Jednostki uczestnictwa Skarbca Małych i Średnich Spółek rozchodzą się jak świeże bułeczki. Sprzedaż rozpoczęła się w zeszły czwartek. W ciągu zaledwie dwóch dni suma wpłat wyniosła niemal 100 mln zł.
Jeszcze lepsze jest AIG TFI, które tydzień temu wznowiło po przerwie sprzedaż swojego funduszu. Na razie dostępne są dane za pierwsze 1,5 dnia dystrybucji. Sprzedaż to 125 mln zł. Zapewne dziś zapadnie decyzja o wstrzymaniu wpłat (aktywa przekroczą 600 mln zł).
Skarbiec też zabezpieczył się przed nadmiernymi wpłatami. Limit aktywów to 500 mln zł.
- Uznaliśmy, że taką kwotę jesteśmy w stanie korzystnie ulokować - mówi Piotr Kuba, wiceprezes TFI Skarbiec. Fundusz ma inwestować w akcje spółek spoza WIG20. Może też lokować poza Polską (maksymalnie 50 proc. aktywów).

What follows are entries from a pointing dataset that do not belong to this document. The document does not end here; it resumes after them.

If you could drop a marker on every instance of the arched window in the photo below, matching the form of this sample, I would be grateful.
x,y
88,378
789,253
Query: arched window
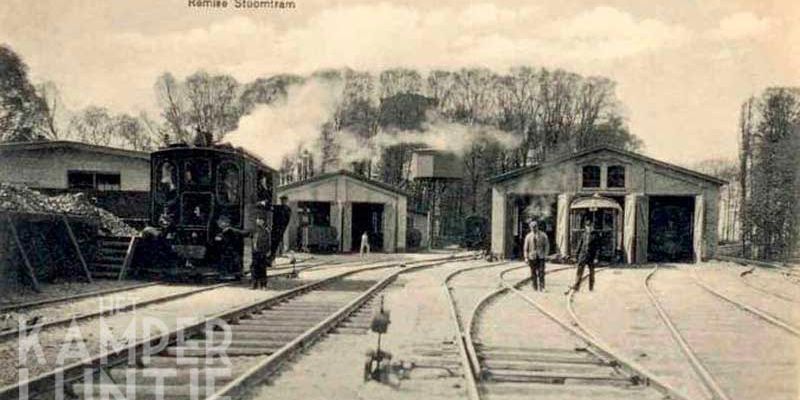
x,y
591,176
616,176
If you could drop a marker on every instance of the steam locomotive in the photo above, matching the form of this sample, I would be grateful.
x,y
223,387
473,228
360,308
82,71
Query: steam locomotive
x,y
203,206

- Inwestorzy poszukują wysokich stóp zwrotu i biorą na siebie ryzyko, które w funduszach małych spółek jest większe niż w przypadku standardowych funduszy akcji - twierdzi P. Kuba. - Robią to świadomie. Poza tym dywersyfikują swoje oszczędności między różne fundusze i różne firmy zarządzające - dodaje.